思わず黙って紙を覗き込み一文字ずつ書かれていく文字を目で追う。
『考 え た ら こ れ 甘 え て る だ け だ し』
そこまで書くとバインダーを持って保健室を出ていってしまう。
要らないことを言ってしまったかもしれない。
「……甘えてた、のか。」
いつも遠慮して我が儘なんて滅多に言わないアイツが、アイツなりに甘えてたのにそれに気付かずに追い払ってしまった。
…でも学校の中でまで特別扱いをする訳にはいかない。
これで良かった。
と、言い聞かせ一人になった保健室でもう何も考えないフリをした。
*
教室に一歩足を踏み入れる。
突き刺さる視線に俯いて歩くと、前から肩を突き飛ばされる。
ゆっくりと顔を上げると手に持っていたオニギリが取り上げられてしまう。
「………っ…、…!」
「楠本くんは…消える、って。ほら。」
黒板に赤い文字で"楠本"と書くとラップを外したオニギリでそれを擦る。
文字が消える代わりにクラスメイトの手に持ったオニギリは真っ赤だ。
「食べろよ。ほら、早く。」
「っ、ん"……、…!」
「先生にも追い出されたんだろ?可哀想、どこにも居場所ねぇな。」
口の中に押し込まれる苦しさと、舞い上がる粉で器官が詰まる。
最初の日、皆木が「高校生は2つくらい食わないとでかくなれないからな。」なんて言いながら握ってくれていた事を思い出す。
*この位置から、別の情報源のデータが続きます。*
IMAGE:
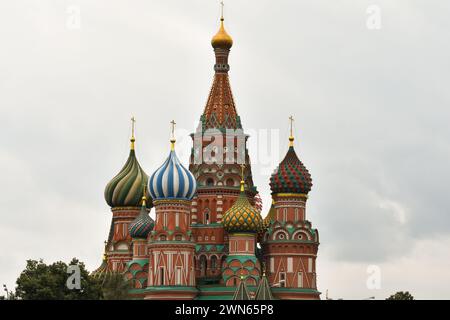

無駄にしたくない、だからご飯くらい安全なとこで食べたかった。
なんて、本人には言えなかった。
「ごほ、っ…ふ、……!、ごほ、っげ…ぅ"、…」
「吐くなよ、汚ぇな。」
喉を抑えてその場に座り込む。
喉が痛い、肺が苦しい。
大丈夫。
これくらいまだ大丈夫だけど。
こんな姿、知られたくはないな。